German Chancellor Olaf Scholz said on Thursday that he was not in favor of giving Ukraine a “short cut” to membership of the European Union (EU) which he said would not is “not a matter of a few months or a few years”.

“The fact that there is no shortcut on the road to EU membership (of Ukraine) is an imperative of fairness towards the six Western Balkan countries” who have long wanted to join the European bloc, he underlined during a speech to the deputies of the Bundestag.

French President “Emmanuel Macron is right to point out that the accession process is not a matter of a few months or a few years,” he added.

“This is why we currently want to focus on rapid and pragmatic support for Ukraine” subject to the Russian offensive since February 24, he repeated before the EU-Western Balkans summit on Monday in Brussels.

Ukraine, Georgia and Moldova have recently applied for candidate status while six Western Balkan countries — Serbia, Kosovo, Albania, North Macedonia, Montenegro and Bosnia — aspire to join the EU but the process of enlargement has been blocked for years.

These six countries “have been undertaking intensive reforms for years”, judged the head of government. “Meeting our commitments to them is not just a matter of credibility,” he argued.
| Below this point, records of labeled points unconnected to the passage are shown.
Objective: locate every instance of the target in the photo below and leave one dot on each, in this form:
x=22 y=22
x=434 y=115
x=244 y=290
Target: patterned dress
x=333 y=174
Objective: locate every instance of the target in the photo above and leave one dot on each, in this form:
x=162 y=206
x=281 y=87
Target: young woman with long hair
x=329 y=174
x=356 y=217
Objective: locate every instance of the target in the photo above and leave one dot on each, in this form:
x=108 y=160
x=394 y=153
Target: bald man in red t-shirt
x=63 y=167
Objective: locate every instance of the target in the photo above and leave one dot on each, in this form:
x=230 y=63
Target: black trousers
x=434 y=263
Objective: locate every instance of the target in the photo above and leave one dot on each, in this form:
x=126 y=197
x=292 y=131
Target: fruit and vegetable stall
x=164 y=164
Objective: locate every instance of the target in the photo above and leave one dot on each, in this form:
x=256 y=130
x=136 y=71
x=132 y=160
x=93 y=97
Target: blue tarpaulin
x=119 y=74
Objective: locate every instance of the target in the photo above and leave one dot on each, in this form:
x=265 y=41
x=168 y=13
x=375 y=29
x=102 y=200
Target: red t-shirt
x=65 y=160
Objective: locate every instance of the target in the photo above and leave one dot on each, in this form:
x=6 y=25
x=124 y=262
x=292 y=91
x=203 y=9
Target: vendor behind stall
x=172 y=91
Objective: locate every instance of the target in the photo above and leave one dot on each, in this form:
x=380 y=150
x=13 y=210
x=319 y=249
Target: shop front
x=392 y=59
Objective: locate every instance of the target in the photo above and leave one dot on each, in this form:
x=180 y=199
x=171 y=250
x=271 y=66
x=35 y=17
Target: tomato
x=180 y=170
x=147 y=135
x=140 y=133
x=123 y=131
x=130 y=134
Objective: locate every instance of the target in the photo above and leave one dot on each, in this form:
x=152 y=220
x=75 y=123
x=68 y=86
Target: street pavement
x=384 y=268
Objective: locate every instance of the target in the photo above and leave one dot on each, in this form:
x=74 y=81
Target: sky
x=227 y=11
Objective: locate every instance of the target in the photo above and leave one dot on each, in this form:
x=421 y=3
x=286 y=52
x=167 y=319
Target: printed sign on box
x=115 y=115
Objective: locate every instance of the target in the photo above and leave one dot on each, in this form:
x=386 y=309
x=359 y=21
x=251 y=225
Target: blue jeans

The German leader insisted that an enlargement was “in our strategic interest” in the face of the aspirations of Russia, which already exerts a great influence on certain countries in the region.

“It is also about our own security which cannot exist without European and stable Western Balkans”, according to him.

Last month, the Chancellor said he wanted to revive the process of accession of these six candidates by helping to advance this dossier “with all the force at his disposal”.

In Brussels, the President of the European Council, Charles Michel, on Wednesday defended the creation of a “European geopolitical community” to prepare candidate countries for integration.

The Belgian has thus taken up under a new name the proposal for a “European political community” defended by French President Emmanuel Macron in early May before the European Parliament in Strasbourg.

The French leader proposed the creation of this new set of “political cooperation, security, cooperation”.

The Chancellor, who did not mention this proposal to the deputies, had deemed it “very interesting” during a meeting with Emmanuel Macron.